This presentation was recorded at the 2014 CCBS Annual Meeting of the Trustees.
About the presentation:
“An elephant in the room” is understood as something important and omnipresent that the affected people do not acknowledge. Metaphorically speaking, narrative is such an elephant with respect to the community of behavior analysts. Narrative permeates not only mystery stories and other novels: it is salient in newspaper and magazine discussions of social problems; it is part of the standard formula for political speeches and for soliciting money for worthy causes; and, of course, story-telling occupies much of ordinary conversation. Nevertheless, behavior analysts have had little to say about narrative, perhaps because its salient characteristics are mainly structural, whereas behavior analysis addresses mainly the functions of verbal behavior.
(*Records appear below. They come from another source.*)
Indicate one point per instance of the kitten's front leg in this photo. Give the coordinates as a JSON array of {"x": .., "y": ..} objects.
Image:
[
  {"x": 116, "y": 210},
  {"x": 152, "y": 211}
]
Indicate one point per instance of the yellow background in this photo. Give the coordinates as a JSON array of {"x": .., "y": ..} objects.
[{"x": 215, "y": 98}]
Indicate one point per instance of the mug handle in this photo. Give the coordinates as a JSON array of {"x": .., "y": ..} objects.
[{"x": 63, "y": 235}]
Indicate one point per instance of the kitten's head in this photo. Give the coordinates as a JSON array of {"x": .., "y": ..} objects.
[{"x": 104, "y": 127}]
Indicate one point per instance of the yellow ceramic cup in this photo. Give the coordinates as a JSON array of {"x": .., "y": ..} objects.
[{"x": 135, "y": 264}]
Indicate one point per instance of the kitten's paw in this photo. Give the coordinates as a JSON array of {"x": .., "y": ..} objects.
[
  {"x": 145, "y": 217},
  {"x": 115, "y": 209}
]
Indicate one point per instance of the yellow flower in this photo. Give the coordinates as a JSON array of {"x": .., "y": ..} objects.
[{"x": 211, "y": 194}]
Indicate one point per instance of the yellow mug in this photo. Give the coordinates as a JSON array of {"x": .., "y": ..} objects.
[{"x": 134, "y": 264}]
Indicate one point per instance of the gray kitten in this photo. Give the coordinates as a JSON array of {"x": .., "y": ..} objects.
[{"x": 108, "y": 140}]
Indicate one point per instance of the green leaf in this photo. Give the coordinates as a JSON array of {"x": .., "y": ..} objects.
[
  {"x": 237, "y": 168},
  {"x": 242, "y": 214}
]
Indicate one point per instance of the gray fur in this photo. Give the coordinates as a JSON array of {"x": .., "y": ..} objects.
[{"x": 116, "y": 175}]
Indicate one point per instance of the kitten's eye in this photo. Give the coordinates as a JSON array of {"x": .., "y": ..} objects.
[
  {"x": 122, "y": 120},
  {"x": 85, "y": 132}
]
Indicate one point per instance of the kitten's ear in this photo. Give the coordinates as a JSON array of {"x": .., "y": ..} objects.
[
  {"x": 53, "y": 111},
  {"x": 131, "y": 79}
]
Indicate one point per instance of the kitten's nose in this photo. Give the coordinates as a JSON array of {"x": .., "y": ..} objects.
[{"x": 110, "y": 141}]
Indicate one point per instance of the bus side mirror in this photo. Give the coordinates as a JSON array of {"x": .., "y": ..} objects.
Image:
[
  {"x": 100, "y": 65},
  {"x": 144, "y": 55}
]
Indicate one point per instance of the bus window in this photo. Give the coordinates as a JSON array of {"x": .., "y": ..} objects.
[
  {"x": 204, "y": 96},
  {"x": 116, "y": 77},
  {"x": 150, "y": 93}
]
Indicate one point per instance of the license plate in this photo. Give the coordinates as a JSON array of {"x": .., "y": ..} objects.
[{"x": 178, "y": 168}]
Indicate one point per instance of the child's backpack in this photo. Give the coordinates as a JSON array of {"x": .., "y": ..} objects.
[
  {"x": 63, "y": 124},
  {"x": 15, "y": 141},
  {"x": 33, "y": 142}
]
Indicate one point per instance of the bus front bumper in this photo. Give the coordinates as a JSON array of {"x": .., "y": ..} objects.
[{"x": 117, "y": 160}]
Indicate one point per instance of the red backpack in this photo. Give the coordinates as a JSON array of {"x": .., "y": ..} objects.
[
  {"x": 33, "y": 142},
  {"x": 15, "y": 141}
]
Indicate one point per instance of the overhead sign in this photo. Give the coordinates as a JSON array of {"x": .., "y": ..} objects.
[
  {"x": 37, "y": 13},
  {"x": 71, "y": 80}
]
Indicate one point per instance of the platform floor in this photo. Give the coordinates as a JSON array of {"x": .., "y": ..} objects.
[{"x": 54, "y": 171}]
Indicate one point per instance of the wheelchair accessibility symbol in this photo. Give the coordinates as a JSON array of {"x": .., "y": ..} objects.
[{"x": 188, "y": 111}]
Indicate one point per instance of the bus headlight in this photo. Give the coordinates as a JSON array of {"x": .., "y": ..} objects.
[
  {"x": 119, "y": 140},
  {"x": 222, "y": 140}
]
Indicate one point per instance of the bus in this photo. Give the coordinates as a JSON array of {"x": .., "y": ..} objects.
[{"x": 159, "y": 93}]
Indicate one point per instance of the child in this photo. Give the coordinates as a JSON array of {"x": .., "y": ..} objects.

In addition, the role of the individual listener’s behavior is crucial, and behavior analysts have tended to homogenize the listener’s role as that of “audience” or “verbal community.”
Despite these limitations, behavior analysis has delineated a few phenomena that appear to be relevant: joint attention and the discrimination and functions involved in imitation, equivalence classes and relational frames are a few. Reinforcement often resides in the completion of patterns, or in the answering of questions that may be supplied only implicitly. In addition, a key principle that sustains the engagement of reader or listener involves establishing stimuli and reinforcement contingencies that are operative on multiple, overlapping time scales.